“Il divieto di licenziamento per crisi Covid affossa l’economia”

Foto di aymane jdidi da Pixabay 

I livelli occupazionali non si mantengono per decreto ma con interventi a sostegno dell'economia e in grado di creare nuovi posti di lavoro. È quanto afferma Pasquale Staropoli della fondazione Studi Consulenti del Lavoro, uno dei due firmatari – assieme a Luca De Compadri – di un approfondimento che la fondazione dedica a “uno dei temi più discussi”, quello del divieto dei licenziamenti per ragioni economiche, norma introdotta per far fronte all’emergenza Covid-19. Una norma che, si sottolinea nel report – consultabile a questo link – che di fatto sospende la potestà decisionale e organizzativa del datore di lavoro, limitando fortemente la libertà d’impresa. “Dopo un iniziale periodo di divieto fissato in sessanta giorni, la norma è stata estesa fino al 17 agosto 2020, perdendo così i connotati di straordinarietà ed estemporaneità e avvalorando la diffusa tesi di incompatibilità con gli articoli 41 e 38 della Costituzione.
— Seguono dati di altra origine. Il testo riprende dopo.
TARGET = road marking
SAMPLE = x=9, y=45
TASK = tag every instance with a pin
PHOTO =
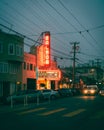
x=52, y=112
x=74, y=113
x=98, y=115
x=30, y=111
Sulla base di questi presupposti, l’approfondimento prende in esame diversi strumenti alternativi ai licenziamenti - dai contratti di solidarietà a quelli di prossimità, dal part-time allo smart working - distinguendo le aziende che possono ancora ricorrere agli ammortizzatori sociali emergenziali da quelle che, invece, non hanno più questa possibilità avendo già esaurito il periodo massimo di settimane previsto dalla legge.